The white space in GLP-1 sits in the formulation, and that is the FTO conclusion most analyses underweight. Even where a peptide is approaching the end of its composition protection, the formulation estate can keep a product boxed in. Novo Nordisk holds a dense set of A61K formulation claims, including US11752198B2 and US10888605B2, both titled "GLP-1 compositions and uses thereof," and the more recent US12527844B2, "Pharmaceutical formulations" (issued January 20, 2026; CPC A61K 38/26 and A61K 9/0019).
Formulation claims protect the practical product, not the abstract molecule. A GLP-1 peptide is chemically delicate — it aggregates, degrades, and is hard to keep stable in solution. The composition claims recite the buffers, the pH ranges, the stabilizing excipients that make a shippable drug. So a follow-on developer who has cleared the peptide sequence can still infringe by reproducing a claimed stabilized formulation. The CPC A61K 9/0019 designation (injectable preparations) on these grants tells you exactly which practical embodiment is claimed.

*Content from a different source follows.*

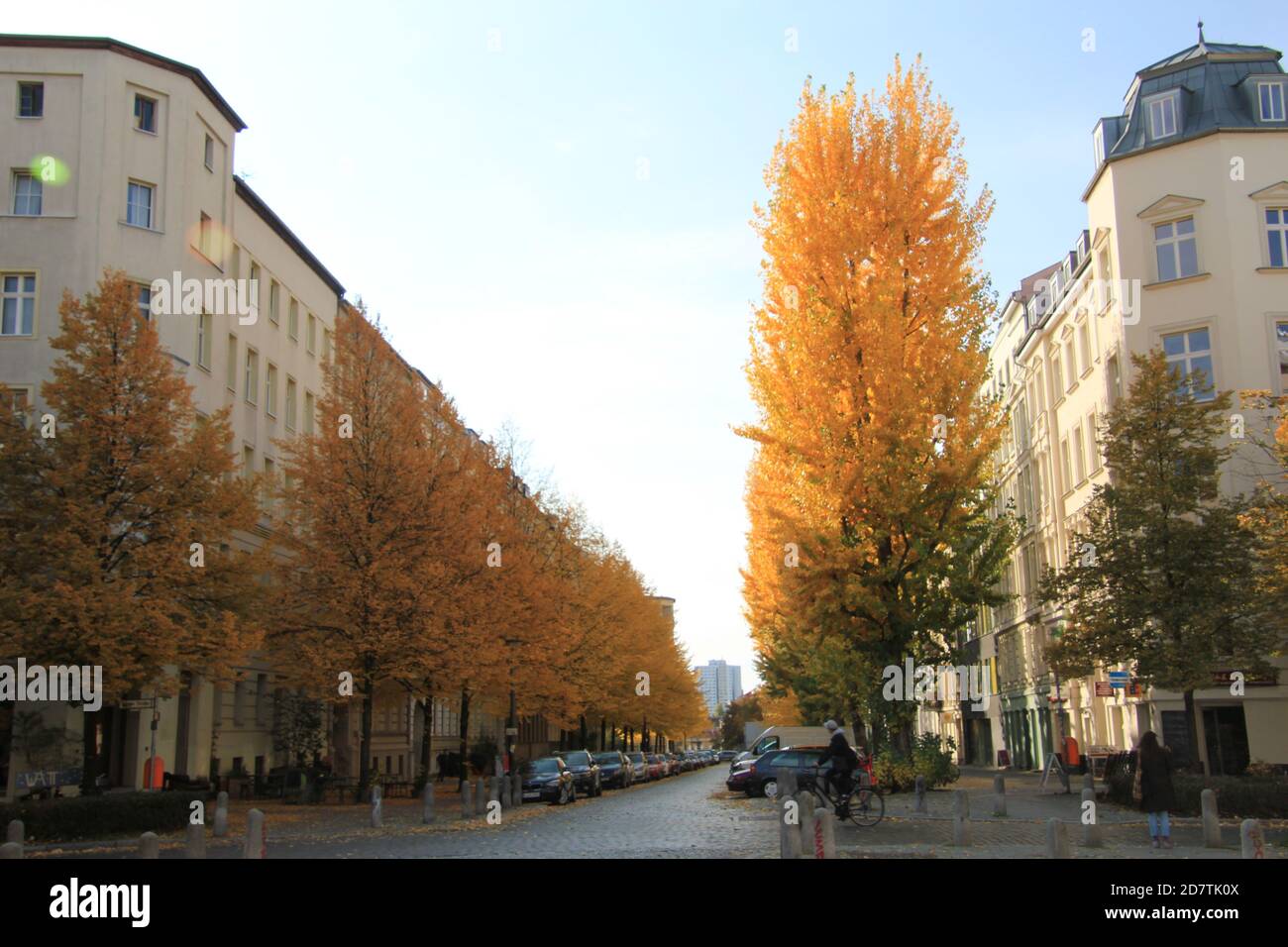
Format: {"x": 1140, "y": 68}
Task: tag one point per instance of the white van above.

Process claims close another door. US12138349B2, "Process for spray drying a GLP-1 peptide" (issued November 12, 2024; CPC A61K 9/1688), claims a manufacturing method — spray-drying the peptide. As with the LNP estate, a process claim can block a manufacturing route even where the end composition is designed around. An FTO map that only checks compositions and misses process claims like this one is incomplete.
Where, then, is the genuine white space? It sits in formulation chemistries and delivery routes not covered by the incumbent claims — alternative stabilization systems, different excipient packages, or delivery modalities outside the claimed injectable and spray-dried embodiments. The hybrid-peptide and alternative-scaffold filings in the record (for instance, peptide-oligourea hybrid approaches) suggest some developers are designing around both the sequence and the formulation simultaneously.

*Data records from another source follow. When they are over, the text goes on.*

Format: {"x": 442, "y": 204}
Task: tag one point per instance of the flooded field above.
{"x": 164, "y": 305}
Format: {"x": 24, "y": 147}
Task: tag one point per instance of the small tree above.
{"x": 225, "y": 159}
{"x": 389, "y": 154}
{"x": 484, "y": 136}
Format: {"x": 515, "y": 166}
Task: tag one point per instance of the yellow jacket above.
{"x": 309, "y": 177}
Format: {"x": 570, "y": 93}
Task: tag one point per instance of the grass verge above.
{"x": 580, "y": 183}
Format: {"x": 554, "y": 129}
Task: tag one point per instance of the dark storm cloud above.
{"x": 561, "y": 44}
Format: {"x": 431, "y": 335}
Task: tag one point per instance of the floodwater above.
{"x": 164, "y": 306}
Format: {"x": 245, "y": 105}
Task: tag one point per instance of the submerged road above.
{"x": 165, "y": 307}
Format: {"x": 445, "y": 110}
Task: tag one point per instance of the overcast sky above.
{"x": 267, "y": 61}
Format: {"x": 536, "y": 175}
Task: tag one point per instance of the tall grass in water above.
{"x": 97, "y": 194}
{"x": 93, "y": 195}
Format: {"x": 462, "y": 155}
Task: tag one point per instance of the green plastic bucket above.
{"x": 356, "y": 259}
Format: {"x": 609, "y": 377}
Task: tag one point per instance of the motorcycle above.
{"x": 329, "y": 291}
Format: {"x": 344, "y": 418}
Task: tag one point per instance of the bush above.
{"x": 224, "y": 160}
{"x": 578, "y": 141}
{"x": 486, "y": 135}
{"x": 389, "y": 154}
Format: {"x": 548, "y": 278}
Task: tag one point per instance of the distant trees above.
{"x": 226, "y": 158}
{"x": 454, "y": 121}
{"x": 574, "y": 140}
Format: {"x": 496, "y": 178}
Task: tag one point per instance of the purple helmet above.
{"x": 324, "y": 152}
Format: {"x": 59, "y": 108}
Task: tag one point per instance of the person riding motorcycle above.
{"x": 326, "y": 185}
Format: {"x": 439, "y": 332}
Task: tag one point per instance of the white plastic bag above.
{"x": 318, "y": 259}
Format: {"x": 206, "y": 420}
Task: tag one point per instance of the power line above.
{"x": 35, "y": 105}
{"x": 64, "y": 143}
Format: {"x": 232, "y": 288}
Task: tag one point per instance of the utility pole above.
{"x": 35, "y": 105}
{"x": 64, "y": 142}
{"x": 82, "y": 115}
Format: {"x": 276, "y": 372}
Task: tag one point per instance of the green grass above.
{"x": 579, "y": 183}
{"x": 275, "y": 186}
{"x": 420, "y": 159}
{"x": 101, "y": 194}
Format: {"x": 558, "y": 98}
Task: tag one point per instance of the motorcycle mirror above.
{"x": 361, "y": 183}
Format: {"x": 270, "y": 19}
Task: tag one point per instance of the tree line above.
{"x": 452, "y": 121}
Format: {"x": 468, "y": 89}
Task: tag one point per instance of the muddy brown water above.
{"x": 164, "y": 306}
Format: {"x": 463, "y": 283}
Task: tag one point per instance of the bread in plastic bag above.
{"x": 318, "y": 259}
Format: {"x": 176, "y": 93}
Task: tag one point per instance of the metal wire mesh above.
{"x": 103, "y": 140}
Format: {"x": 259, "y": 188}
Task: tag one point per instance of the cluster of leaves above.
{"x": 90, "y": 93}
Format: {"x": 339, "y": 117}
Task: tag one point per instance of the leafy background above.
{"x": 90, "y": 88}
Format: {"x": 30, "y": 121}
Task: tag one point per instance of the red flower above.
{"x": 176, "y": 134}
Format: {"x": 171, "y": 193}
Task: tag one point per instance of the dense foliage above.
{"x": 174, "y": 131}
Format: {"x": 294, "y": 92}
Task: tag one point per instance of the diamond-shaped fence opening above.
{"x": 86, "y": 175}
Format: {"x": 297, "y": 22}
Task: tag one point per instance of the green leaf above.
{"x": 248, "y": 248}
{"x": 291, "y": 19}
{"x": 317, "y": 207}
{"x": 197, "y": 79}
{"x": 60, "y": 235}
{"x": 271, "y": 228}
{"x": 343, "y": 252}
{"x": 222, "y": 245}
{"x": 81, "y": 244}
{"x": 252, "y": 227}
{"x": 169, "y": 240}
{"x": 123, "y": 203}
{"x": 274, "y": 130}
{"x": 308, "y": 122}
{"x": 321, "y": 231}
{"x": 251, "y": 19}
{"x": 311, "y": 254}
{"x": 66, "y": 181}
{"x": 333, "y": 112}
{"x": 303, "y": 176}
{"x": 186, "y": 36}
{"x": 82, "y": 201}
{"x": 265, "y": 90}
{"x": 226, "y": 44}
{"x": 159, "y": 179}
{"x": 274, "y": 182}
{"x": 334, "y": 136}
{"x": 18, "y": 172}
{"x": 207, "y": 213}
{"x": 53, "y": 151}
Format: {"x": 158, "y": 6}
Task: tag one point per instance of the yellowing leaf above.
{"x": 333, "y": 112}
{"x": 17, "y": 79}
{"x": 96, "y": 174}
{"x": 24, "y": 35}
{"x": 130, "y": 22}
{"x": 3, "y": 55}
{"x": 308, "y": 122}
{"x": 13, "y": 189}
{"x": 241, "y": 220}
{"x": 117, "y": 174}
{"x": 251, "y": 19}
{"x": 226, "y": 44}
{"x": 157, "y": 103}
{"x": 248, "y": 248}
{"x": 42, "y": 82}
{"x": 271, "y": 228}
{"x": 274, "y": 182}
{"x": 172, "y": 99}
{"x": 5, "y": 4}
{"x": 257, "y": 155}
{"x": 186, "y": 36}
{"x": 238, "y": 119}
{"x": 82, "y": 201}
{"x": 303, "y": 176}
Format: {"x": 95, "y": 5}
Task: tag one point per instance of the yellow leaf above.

The assignee concentration is the headline risk. Novo Nordisk is the dominant holder in the GLP-1 formulation record, which means an FTO clearance is less a survey of many holders and more a focused read of one large incumbent estate plus a scattering of challengers. Concentration cuts both ways: fewer parties to clear, but a deep and actively-maintained thicket from the one that matters.

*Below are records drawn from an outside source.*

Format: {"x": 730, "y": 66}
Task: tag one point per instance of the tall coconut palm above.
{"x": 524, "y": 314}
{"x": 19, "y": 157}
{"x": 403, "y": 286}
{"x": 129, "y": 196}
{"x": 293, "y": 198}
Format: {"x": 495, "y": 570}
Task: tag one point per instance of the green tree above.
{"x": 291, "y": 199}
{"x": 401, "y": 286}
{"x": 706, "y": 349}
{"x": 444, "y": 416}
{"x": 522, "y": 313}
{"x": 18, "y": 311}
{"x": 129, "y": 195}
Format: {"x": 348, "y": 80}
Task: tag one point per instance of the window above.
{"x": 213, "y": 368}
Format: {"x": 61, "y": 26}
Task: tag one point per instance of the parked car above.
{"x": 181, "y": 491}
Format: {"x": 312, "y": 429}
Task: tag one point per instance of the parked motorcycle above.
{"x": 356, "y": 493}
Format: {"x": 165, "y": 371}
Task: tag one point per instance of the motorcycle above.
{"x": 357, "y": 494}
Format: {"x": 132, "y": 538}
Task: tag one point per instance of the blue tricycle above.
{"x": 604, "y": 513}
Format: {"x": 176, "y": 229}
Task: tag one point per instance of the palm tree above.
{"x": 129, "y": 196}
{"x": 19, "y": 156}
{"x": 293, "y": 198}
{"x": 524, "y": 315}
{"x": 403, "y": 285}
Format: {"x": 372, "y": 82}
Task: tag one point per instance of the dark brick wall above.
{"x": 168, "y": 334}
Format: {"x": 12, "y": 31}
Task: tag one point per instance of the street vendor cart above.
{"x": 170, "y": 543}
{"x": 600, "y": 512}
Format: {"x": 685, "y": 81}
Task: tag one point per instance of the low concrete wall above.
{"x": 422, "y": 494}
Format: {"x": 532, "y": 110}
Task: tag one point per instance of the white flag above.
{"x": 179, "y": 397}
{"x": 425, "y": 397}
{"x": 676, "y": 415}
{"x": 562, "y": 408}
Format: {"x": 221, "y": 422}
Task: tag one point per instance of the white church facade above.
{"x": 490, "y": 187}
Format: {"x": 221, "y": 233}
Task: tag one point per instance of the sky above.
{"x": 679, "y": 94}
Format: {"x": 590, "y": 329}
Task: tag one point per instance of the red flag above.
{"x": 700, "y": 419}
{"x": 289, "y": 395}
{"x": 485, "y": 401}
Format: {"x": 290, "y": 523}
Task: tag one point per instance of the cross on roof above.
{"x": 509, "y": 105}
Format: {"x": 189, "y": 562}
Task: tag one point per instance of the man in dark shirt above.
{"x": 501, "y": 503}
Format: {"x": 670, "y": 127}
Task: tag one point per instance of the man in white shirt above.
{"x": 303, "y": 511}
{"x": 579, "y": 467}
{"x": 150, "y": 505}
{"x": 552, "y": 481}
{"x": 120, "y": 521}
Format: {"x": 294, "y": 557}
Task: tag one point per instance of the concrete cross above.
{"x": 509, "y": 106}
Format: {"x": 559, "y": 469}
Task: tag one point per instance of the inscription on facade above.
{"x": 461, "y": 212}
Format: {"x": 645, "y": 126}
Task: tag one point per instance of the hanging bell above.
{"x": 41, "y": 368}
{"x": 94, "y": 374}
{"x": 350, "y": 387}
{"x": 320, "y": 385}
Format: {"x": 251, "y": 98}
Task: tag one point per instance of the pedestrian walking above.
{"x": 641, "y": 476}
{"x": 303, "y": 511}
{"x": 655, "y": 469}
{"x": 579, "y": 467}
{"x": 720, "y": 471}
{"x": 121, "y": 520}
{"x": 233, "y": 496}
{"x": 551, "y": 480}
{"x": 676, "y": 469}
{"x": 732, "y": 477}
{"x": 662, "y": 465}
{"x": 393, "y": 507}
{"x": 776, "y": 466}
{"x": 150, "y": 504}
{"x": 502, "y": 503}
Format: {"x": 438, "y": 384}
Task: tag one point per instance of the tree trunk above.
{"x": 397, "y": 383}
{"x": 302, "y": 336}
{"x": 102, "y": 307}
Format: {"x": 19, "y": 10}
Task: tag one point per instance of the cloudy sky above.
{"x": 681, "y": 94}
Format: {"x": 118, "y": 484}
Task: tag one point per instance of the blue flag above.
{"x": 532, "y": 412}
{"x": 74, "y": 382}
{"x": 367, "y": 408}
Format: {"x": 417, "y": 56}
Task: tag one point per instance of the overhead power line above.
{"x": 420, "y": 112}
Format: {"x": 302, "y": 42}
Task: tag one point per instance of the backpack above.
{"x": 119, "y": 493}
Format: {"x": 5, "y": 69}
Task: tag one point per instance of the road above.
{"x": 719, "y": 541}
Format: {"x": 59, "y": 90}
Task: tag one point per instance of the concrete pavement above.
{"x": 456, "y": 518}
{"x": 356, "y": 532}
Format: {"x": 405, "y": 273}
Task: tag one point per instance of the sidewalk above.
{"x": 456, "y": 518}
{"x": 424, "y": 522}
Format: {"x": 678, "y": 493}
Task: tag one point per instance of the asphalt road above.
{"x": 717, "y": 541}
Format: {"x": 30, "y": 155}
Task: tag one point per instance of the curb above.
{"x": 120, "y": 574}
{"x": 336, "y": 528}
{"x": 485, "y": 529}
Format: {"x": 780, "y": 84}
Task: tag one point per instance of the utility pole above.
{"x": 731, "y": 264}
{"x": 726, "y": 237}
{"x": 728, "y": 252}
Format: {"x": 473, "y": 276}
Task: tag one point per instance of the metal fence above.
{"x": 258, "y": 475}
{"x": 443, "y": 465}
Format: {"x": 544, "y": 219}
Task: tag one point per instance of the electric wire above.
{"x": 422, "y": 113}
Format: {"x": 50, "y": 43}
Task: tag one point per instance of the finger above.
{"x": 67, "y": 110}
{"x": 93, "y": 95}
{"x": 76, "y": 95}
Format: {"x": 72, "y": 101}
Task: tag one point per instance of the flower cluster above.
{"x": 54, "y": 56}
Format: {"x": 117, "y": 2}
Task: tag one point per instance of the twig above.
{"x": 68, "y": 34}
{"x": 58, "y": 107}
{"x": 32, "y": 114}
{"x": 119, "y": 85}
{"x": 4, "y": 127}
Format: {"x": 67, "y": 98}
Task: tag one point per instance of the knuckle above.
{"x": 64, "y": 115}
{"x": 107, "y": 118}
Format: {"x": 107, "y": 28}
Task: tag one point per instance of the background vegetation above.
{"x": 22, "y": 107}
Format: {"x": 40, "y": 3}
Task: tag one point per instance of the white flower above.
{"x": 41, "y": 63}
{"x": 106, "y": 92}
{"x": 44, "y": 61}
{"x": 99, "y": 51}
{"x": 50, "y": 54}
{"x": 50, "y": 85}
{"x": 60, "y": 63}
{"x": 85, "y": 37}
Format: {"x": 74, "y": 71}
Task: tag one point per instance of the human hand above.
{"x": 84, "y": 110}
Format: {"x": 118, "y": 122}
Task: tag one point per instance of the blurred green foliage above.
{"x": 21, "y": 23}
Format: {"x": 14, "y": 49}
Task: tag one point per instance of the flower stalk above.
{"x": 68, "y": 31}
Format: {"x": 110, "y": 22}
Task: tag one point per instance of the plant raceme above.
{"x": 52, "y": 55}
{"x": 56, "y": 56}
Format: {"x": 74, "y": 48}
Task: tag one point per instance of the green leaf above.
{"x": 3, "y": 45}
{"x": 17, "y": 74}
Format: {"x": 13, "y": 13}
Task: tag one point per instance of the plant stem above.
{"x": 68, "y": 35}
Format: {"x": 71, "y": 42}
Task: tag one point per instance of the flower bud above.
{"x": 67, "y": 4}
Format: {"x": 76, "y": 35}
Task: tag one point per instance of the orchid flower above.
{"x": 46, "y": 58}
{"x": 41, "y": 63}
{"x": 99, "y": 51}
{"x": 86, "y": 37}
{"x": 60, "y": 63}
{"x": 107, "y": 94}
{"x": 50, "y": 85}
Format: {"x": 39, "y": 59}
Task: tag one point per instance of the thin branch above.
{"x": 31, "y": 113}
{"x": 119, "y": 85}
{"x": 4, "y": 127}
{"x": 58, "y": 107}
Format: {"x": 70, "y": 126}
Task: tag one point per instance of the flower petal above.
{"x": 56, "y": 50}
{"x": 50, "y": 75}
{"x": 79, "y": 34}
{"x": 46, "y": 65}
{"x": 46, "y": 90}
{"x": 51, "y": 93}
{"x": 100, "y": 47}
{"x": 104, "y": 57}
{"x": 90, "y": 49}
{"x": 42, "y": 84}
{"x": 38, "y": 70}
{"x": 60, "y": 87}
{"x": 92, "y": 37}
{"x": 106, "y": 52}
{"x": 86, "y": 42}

The strategist's takeaway: run GLP-1 freedom-to-operate as a two-layer problem. Layer one is the peptide. Layer two — often the binding constraint near the end of molecule exclusivity — is the formulation and process estate, heavily held by Novo Nordisk across A61K composition and manufacturing claims. The white space is real but specific: it lives in stabilization and delivery approaches that fall outside the claimed injectable, buffered, and spray-dried embodiments.